Re: possible deadlock in start_this_handle (2)
From: Michal Hocko <mhocko@suse.com>
Date: 2021-02-12 15:44:36
Also in:
linux-mm, lkml
On Fri 12-02-21 21:58:15, Tetsuo Handa wrote:
On 2021/02/12 21:30, Michal Hocko wrote:quoted
On Fri 12-02-21 12:22:07, Matthew Wilcox wrote:quoted
On Fri, Feb 12, 2021 at 08:18:11PM +0900, Tetsuo Handa wrote:quoted
On 2021/02/12 1:41, Michal Hocko wrote:quoted
But I suspect we have drifted away from the original issue. I thought that a simple check would help us narrow down this particular case and somebody messing up from the IRQ context didn't sound like a completely off.From my experience at https://lkml.kernel.org/r/201409192053.IHJ35462.JLOMOSOFFVtQFH@I-love.SAKURA.ne.jp , I think we can replace direct PF_* manipulation with macros which do not receive "struct task_struct *" argument. Since TASK_PFA_TEST()/TASK_PFA_SET()/TASK_PFA_CLEAR() are for manipulating PFA_* flags on a remote thread, we can define similar ones for manipulating PF_* flags on current thread. Then, auditing dangerous users becomes easier.No, nobody is manipulating another task's GFP flags.Agreed. And nobody should be manipulating PF flags on remote tasks either.No. You are misunderstanding. The bug report above is an example of manipulating PF flags on remote tasks.

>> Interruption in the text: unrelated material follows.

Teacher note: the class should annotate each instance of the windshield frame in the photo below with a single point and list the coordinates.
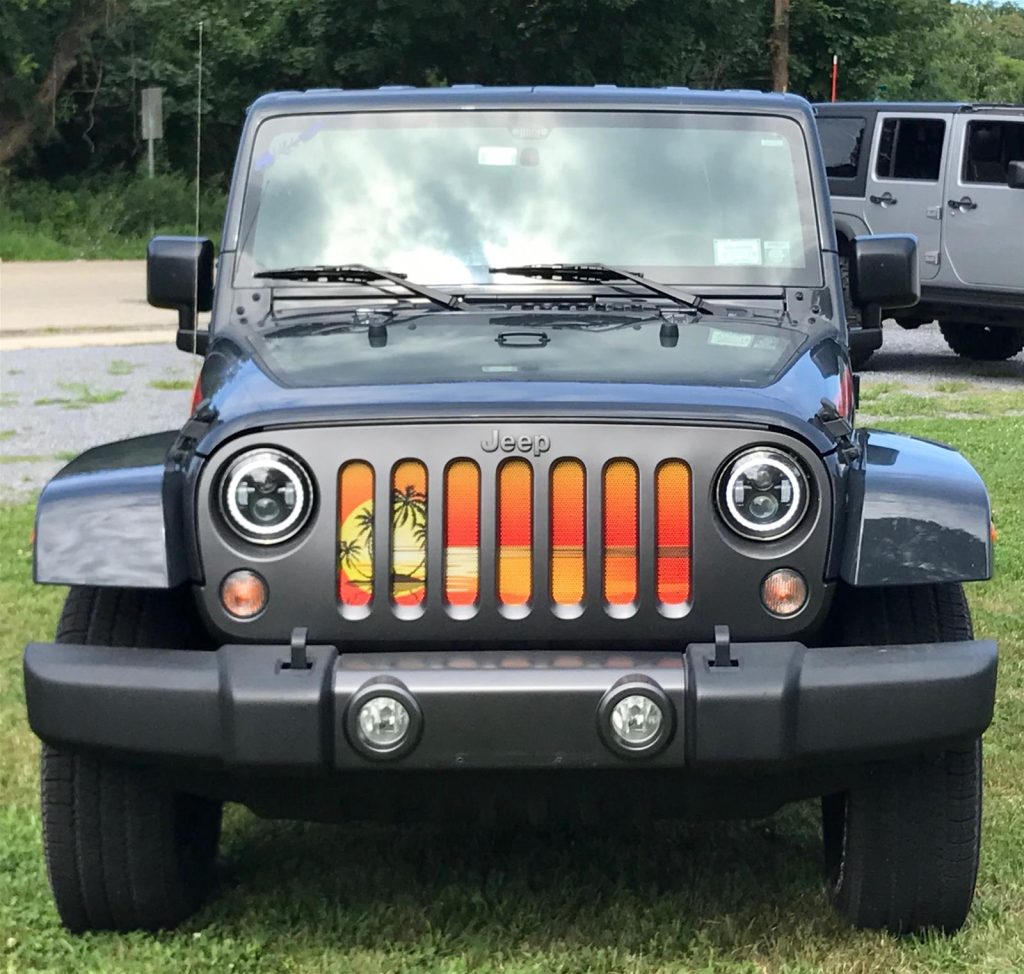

The bug report you are referring to is ancient. And the cpuset code doesn't touch task->flags for a long time. I haven't checked exactly but it is years since regular and atomic flags have been separated unless I misremember.
You say "nobody should", but the reality is "there indeed was". There might be unnoticed others. The point of this proposal is to make it possible to "find such unnoticed users who are manipulating PF flags on remote tasks".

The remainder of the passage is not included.